O que ouvimos não fora propriamente um barulho. De qualquer modo, fora o suficiente para todos os pêlos da parte de trás do meu pescoço se eriçarem. Agarrei o David com mais força, praticamente enterrando o seu braço no meu flanco, entre o escuro do cabedal do meu casaco. Sustive a respiração por um momento, quedando-me imóvel na escuridão da casa.
- O que foi aquilo? – sussurrei.
- Pode ter sido muita coisa. – respondeu ele, placidamente.
Outro barulhinho crepitou na escuridão. Senti o David a puxar por mim. Procurei a mão dele com o braço que tinha livre, pegando nela languidamente, os meus dedos indo ao encontro dos dele.
Ouvi a sua voz soar calma, quase doce.
- Tranquila.
- Estou tranquila.
Avançámos cegamente, sem saber exactamente para onde estávamos a ir. De repente, vimos que um laivo de luz cortava a gélida escuridão. Provinha de uma sala com a porta entreaberta, deixando a luz sair suavemente pela fresta. Outro barulho.
- Vem dali.
Percebi que ele assentiu lentamente. Depois de termos dado uns passos em frente, o David parou. Não percebi imediatamente o porquê daquela hesitação. No entanto, uns segundos depois, ouvi alguma coisa que se sobrepunha ao silêncio. Era música, uma música tão baixa que se podia quase considerar um murmúrio.
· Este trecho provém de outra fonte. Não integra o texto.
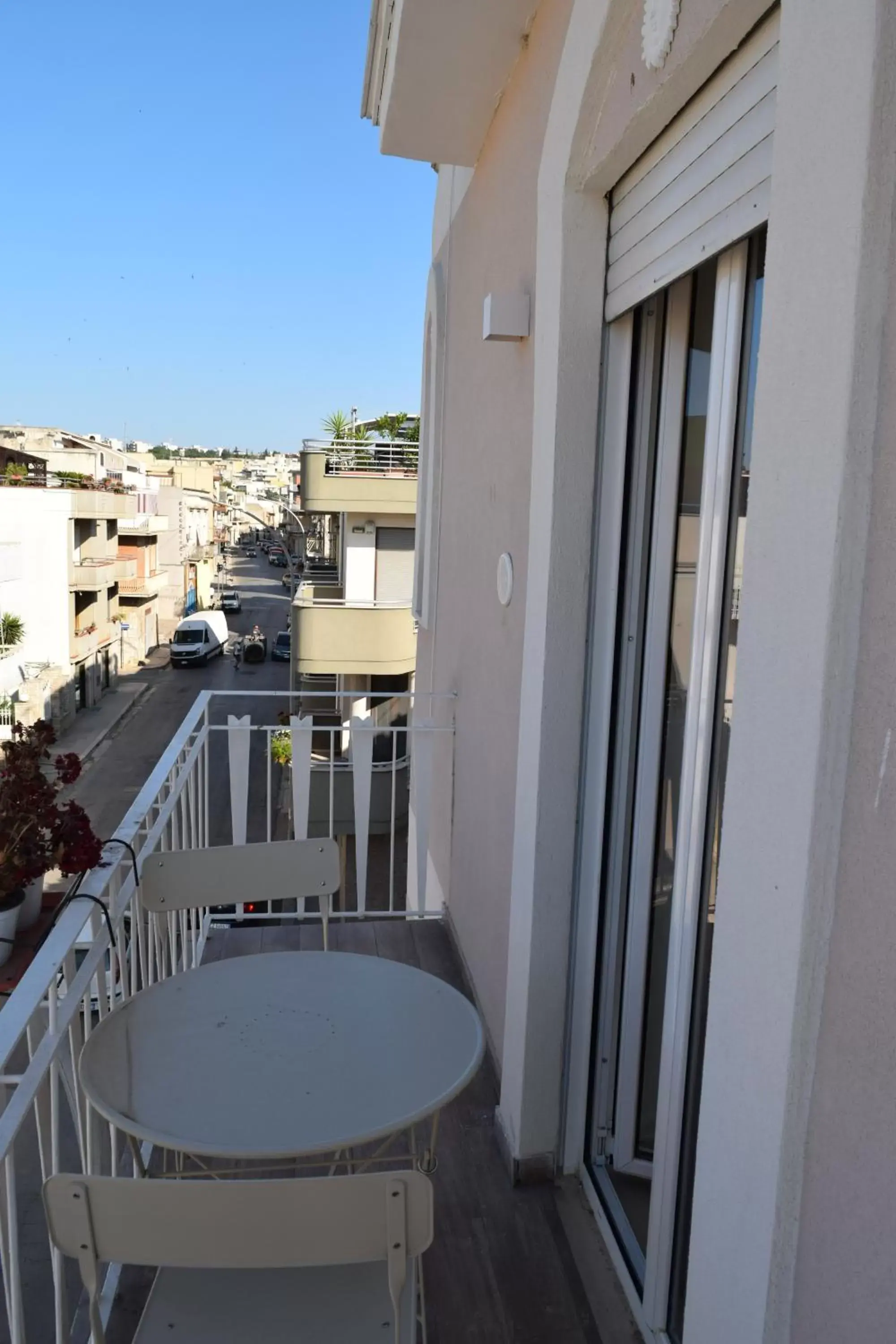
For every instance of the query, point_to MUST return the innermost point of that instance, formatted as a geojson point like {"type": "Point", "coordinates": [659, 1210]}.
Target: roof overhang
{"type": "Point", "coordinates": [436, 72]}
O raio de luz iluminava vagamente o rosto do David. Estava totalmente relaxado.
- Isto é…
- Rachmaninov. – completou ele.
Subitamente, um sorriso rasgou-se-lhe no rosto. Soltou uma risada curtíssima e quase imperceptível. Fez-se silêncio uma vez mais, e de novo se ouviu a música.
O David esticou o braço e, apoiando a palma da mão na madeira morena da porta, abriu-a. Ela deslizou para trás demoradamente, sem um ruído, mostrando uma sala que eu bem conhecia: a sala do piano. Era ali que tudo acontecia, por assim dizer; o sítio onde o David passava a maior parte do seu tempo. Um belíssimo Steinway & Sons de cauda completa erguia-se no meio do tapete que cobria o soalho de todo o compartimento. De repente, vi a figura. Ao princípio, tomei-o por um fantasma. Depois, percebi que era um homem. Encontrava-se de costas, sentado ao piano, as suas mãos espectrais deslizando pelas teclas tão brancas quanto a sua pele. Nesse momento, uma certa frieza cresceu dentro de mim. Ouvi-o a expirar pela boca, lentamente. Um formigueiro subiu-me pela espinha, obrigando-me a estremecer. Aí, soube que ele tinha notado a nossa presença. Baixou os braços, levou as mãos ao banco forrado a veludo. O David, ao meu lado, sorria. Então, o homem virou-se e pude ver o seu rosto cor de luz.